NEW DELHI (Reuters) - Anti-apartheid icon Nelson Mandela joined top leaders, nobel laureates and elder statesmen on Monday calling on the world to reinvent Indian freedom fighter Mahatma Gandhi’s non-violent approach to solving conflicts. Mandela, who spent 28 years in prison for fighting white rule before leading South Africa to multi-racial democracy as the country’s first black president in 1994, said Gandhi’s non-violent approach which won India freedom from British colonial rule 60 years ago was an inspiration.
“His philosophy contributed in no small measure to bringing about a peaceful transformation in South Africa and in healing the destructive human divisions that had been spawned by the abhorrent practice of apartheid,” said Mandela.
The 88-year-old statesman was addressing a conference, through a satellite link from South Africa, to mark the centenary of Gandhi’s “satyagraha” or non-violent movement which began in Johannesburg on Sept 11, 1906, where Gandhi was practicing law. Gandhi lived in South Africa from 1893 to 1914, where he was an active and high profile political activist.
Referring to him as “the sacred warrior”, Mandela said the Mahatma combined ethics and morality with a steely resolve that refused to compromise with the oppressor, the British Empire.
“In a world driven by violence and strife, Gandhi’s message of peace and non-violence holds the key to human survival in the 21st century, said Mandela.
“He rightly believed in the efficacy of pitting the sole force of the satyagraha against the brute force of the oppressor and in effect converting the oppressor to the right and moral point.”
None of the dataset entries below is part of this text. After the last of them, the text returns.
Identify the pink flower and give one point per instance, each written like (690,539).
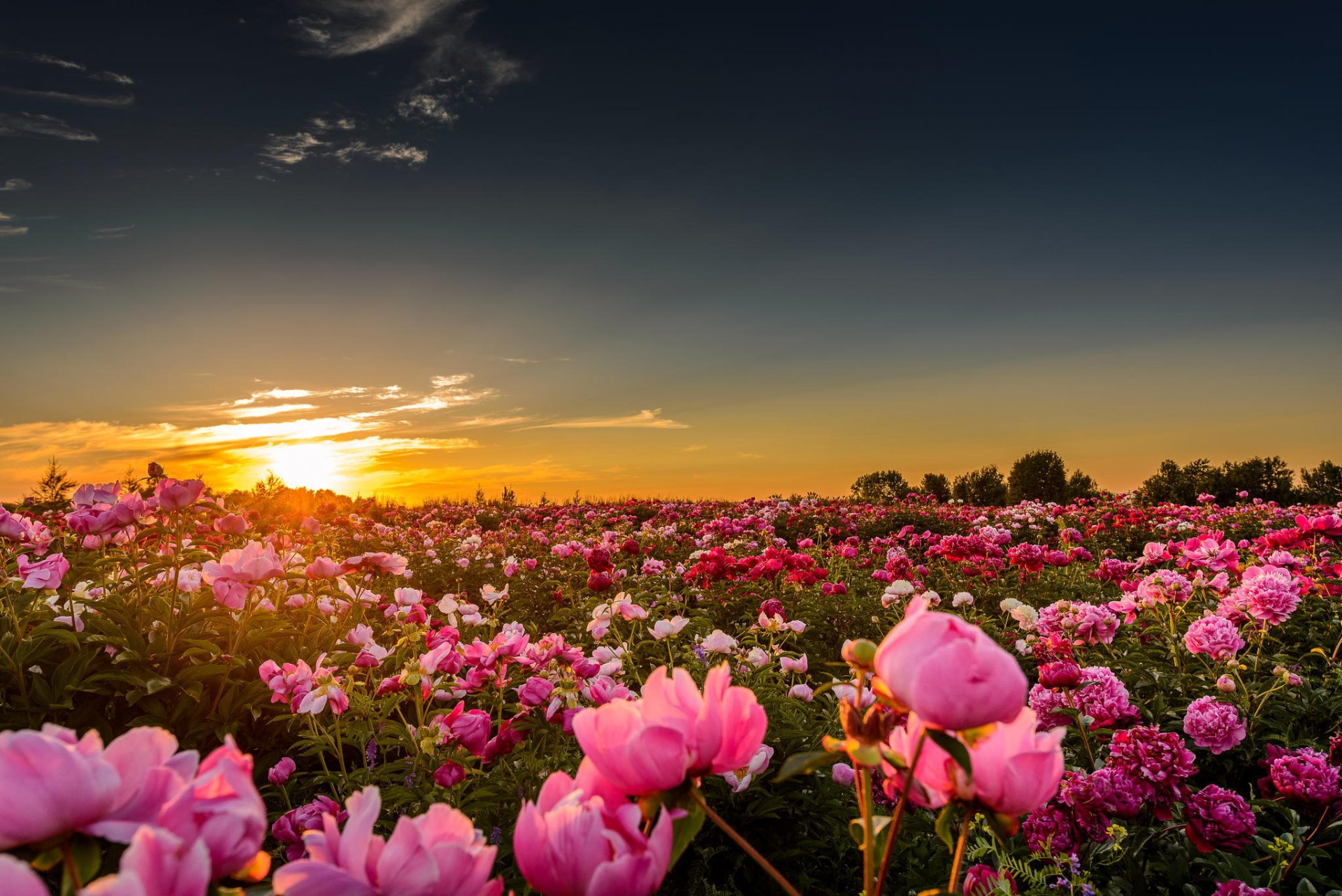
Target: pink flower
(1213,725)
(573,843)
(1078,621)
(231,525)
(949,671)
(157,862)
(173,494)
(1219,818)
(52,783)
(1216,636)
(983,880)
(535,691)
(672,731)
(17,879)
(281,772)
(438,853)
(220,808)
(45,573)
(239,570)
(1016,767)
(324,568)
(290,827)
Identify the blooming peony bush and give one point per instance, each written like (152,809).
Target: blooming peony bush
(678,697)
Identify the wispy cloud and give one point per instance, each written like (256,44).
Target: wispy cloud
(113,232)
(46,59)
(405,153)
(331,138)
(31,125)
(117,101)
(643,420)
(62,280)
(454,68)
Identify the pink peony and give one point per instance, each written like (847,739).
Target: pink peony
(52,783)
(1078,621)
(220,808)
(438,853)
(949,671)
(573,843)
(159,862)
(17,879)
(1213,725)
(1216,636)
(46,573)
(1219,818)
(173,494)
(672,731)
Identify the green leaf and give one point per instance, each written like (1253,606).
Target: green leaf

Gandhi, is revered by many around the world for his tolerance and peaceful approach that led millions of Indians to refuse to comply with colonial law, eventually forcing Britain to leave India after around 300 years of occupation.
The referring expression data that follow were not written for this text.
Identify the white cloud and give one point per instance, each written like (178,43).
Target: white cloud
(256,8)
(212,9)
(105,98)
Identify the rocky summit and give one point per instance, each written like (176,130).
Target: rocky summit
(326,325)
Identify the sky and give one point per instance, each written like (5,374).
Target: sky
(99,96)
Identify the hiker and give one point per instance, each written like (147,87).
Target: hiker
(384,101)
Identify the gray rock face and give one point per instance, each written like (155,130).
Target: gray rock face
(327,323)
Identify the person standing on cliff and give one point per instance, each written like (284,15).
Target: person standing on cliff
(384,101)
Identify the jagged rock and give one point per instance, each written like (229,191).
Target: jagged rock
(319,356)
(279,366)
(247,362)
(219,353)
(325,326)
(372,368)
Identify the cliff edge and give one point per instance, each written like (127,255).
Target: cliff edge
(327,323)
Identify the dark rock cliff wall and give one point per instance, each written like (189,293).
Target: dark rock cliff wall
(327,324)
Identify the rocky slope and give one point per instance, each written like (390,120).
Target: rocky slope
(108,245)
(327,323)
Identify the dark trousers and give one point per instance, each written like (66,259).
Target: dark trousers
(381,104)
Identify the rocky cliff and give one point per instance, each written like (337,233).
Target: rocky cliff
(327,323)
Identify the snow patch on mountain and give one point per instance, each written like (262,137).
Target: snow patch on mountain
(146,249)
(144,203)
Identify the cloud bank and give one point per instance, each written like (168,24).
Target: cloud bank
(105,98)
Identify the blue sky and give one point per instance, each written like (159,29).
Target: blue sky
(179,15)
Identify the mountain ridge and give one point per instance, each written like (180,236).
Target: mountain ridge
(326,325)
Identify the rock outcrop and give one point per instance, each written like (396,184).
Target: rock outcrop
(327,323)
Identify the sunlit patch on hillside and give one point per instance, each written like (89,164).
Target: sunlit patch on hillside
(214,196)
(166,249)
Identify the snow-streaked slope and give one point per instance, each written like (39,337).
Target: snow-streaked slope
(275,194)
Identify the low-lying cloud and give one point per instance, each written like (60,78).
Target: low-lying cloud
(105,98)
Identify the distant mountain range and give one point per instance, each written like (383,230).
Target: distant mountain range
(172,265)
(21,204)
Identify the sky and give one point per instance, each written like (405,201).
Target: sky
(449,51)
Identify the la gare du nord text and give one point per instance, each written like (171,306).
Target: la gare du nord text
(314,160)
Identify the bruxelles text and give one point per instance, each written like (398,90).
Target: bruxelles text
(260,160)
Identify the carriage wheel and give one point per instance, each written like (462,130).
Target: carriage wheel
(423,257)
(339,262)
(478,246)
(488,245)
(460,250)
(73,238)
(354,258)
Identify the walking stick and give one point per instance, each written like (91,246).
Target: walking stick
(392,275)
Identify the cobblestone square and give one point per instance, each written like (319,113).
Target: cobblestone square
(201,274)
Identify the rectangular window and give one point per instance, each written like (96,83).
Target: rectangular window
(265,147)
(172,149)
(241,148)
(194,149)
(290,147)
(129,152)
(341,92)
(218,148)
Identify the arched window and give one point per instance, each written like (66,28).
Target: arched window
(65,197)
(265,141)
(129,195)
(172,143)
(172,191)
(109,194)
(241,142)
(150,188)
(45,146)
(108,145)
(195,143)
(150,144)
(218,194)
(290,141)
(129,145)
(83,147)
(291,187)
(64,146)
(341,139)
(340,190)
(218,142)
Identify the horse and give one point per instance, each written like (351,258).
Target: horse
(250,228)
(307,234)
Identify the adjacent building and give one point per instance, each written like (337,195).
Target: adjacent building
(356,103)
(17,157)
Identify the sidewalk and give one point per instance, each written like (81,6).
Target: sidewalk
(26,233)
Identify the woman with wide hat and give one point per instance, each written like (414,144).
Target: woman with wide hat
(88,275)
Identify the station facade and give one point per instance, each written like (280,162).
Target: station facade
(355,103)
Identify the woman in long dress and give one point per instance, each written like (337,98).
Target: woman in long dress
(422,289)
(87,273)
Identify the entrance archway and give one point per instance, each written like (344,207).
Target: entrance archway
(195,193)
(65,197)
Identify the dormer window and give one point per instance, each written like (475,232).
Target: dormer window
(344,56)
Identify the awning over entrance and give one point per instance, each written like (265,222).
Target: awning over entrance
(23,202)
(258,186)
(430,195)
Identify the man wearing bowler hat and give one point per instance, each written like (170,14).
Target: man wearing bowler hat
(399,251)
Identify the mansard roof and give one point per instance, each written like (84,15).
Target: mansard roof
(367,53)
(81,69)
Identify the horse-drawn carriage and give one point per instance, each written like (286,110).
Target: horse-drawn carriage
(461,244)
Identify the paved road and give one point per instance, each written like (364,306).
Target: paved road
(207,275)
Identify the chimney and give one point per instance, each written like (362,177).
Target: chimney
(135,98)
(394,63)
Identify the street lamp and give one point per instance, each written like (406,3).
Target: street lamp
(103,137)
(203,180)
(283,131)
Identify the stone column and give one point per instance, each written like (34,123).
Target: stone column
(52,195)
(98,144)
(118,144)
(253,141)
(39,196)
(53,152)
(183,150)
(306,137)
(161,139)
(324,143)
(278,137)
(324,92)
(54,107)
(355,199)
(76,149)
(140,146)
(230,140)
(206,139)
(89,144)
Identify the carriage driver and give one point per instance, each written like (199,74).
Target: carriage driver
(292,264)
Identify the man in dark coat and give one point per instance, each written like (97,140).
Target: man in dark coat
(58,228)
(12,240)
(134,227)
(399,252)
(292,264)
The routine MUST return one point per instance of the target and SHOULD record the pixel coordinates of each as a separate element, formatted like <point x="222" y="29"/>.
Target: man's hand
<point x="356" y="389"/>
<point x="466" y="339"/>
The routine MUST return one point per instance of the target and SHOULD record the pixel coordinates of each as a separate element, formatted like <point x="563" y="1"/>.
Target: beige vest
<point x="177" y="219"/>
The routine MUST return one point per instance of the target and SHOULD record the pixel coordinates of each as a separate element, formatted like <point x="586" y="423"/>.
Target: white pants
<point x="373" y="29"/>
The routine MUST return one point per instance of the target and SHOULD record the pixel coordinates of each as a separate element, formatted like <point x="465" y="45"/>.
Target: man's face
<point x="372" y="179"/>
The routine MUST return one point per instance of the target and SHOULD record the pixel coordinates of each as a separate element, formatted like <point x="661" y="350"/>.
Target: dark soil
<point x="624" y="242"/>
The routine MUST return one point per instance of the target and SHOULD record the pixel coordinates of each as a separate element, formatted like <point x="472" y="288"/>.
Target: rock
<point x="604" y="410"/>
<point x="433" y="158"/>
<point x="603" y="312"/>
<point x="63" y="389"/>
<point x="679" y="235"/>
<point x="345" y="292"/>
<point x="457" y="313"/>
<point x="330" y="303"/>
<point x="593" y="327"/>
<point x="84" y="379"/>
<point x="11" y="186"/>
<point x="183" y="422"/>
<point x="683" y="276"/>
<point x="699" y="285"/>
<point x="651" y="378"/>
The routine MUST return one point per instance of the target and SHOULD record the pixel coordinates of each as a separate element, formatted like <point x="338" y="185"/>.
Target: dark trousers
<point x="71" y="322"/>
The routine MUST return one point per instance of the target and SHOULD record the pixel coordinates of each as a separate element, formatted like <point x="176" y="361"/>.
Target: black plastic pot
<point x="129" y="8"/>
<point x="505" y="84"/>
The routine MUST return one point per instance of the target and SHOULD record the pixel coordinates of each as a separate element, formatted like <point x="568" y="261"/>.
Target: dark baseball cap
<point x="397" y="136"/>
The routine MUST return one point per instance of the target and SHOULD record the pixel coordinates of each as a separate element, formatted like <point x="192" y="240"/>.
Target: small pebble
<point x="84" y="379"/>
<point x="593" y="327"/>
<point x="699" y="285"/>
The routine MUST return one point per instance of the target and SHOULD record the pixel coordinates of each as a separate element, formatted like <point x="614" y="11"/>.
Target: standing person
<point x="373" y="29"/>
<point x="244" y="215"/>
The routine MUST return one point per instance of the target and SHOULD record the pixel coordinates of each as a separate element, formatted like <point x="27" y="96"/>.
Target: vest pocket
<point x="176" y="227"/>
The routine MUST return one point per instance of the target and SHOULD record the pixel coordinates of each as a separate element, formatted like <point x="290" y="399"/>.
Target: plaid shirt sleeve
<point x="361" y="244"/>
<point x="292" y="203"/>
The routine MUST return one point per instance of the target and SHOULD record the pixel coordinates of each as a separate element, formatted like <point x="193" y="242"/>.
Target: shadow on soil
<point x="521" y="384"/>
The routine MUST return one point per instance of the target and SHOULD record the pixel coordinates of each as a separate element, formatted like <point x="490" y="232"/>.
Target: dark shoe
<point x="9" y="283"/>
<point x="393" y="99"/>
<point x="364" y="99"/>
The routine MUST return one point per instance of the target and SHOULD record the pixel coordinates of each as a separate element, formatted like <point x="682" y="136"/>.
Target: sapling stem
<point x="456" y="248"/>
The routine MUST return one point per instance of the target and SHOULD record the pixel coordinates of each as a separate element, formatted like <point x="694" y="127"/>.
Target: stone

Sonia Gandhi, president of Indian National Congress which leads the ruling coalition, joined Mandela and calls by former Polish President Polish Lech Walesa, former Zambian President Kenneth Kaunda and Bangladesh Nobel Laureate Mohammad Yunus to promote Gandhi’s values.
She told the some 400 delegates, which include heads of government, senior officials, religious leaders and parliamentarians that the end of the Cold War had not seen peace as was hoped for.
It was natural to question whether Gandhi’s philosophy was feasible in today’s world, but that it was possible to use it as a tool and adapt to conflict resolution. she said.
“It would be a grave error to write-off the Gandhian approach as irrelevant to our age,” she said.